RetroSearch Browse

Home - News ( United States | United Kingdom | Italy | Germany ) - Football scores

Showing content from https://github.com/numpy/numpy/issues/5844 below:

Decide on what the resolution rules for op/rop/__numpy_ufunc__ actually are · Issue #5844 · numpy/numpy · GitHub

There is a complex set of questions around how to handle method resolution in the presence of __numpy_ufunc__. Currently in master is an extremely complicated set of rules that isn't documented and that I don't actually understand (see #5748 for the latest set of changes to this), so it's kinda hard to know whether they are correct, but I suspect not. And this is a blocker for 1.10, b/c whatever we release in 1.10 will be set in stone forever.

I strongly feel that we cannot include __numpy_ufunc__ in a release without at least having a document somewhere describing what the actual dispatch rules are.
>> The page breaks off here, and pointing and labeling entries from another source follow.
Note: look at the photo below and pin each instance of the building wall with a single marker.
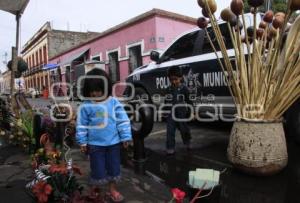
(167, 30)
(45, 44)
(60, 41)
(152, 33)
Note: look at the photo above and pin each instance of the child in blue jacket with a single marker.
(102, 124)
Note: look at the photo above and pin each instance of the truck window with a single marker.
(182, 48)
(226, 36)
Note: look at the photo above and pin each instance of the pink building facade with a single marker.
(128, 45)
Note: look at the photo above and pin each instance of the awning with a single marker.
(50, 66)
(13, 6)
(74, 57)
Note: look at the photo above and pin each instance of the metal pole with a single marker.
(14, 65)
(268, 5)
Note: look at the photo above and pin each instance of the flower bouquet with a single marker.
(55, 183)
(263, 78)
I hope that doesn't mean we have to defer __numpy_ufunc__ for another release, but if it does then it does.

AFAICT this is how a op b dispatch works for ndarrays, BEFORE __numpy_ufunc__ (i.e., this is how 1.9 works):

First Python uses the subclass rule to decide whether to invoke a.__op__(b) or b.__rop__(a). So in the case where one of these objects is a proper subclass of the other, that object always gets to do absolutely anything, so that's fine. The interesting cases are the ones where neither is a proper subclass of the other (either because it's like, matrix + masked array, or because it's like ndarray + scipy.sparse). So without loss of generality, let's focus on the case where Python calls a.__op__(b), and a is either an instance of ndarray or else an instance of a subclass of ndarray which has not overridden __op__, i.e. we're getting ndarray.__op__(a, b).
ndarray.__op__ has the following logic (see PyArray_GenericBinaryFunction in number.c):
- If b is not an ndarray at all (even a subclass), and b has a higher __array_priority__ than a, then we return NotImplemented and let control pass to b.__rop__(a).
- Otherwise, we call np.op(a, b) and let the ufunc machinery take over.
np.op(a, b) does the following (see PyUFunc_GenericFunction, PyUFunc_GeneralizedFunction, in ufunc_object.c, and also ufunc_generic_call which converts -2 return values from the previous into NotImplemented so you have to audit their whole call stack):
- If b is not an ndarray, and calling np.array(b) returns an object array (presumably because coercion failed... though I guess this could also be hit if b.__array__() return an object array or something), AND b has a higher __array_priority__ than a, and b has an __rop__ method, then return NotImplemented.
- If any of our arrays contain structured dtypes or strings, and there are no special struct ufunc loops registered, but not if any of our arrays contain objects, then return NotImplemented. (This is buried in get_ufunc_arguments, search for return -2.)
- Otherwise we return the actual ufunc result.

Now, my suggestion is that the way we would EVENTUALLY like this to look is:

First, Python uses the subclass rule to decide whether to invoke a.__op__(b) or b.__rop__(a). As above, let's assume that it invokes ndarray.__op__(a, b).
ndarray.__op__(a, b) calls np.op(a, b) (which in turn invokes all the standard ufunc stuff, including __numpy_ufunc__ resolution).
There is no step 3.

I submit that it is obvious that IF we can make this work, then it is obviously the ideal outcome, because it is the simplest possible solution. But is it too simple? To determine this we have to answer two questions: (1) Will it adequately address all the relevant use cases? (2) Can we get there from here?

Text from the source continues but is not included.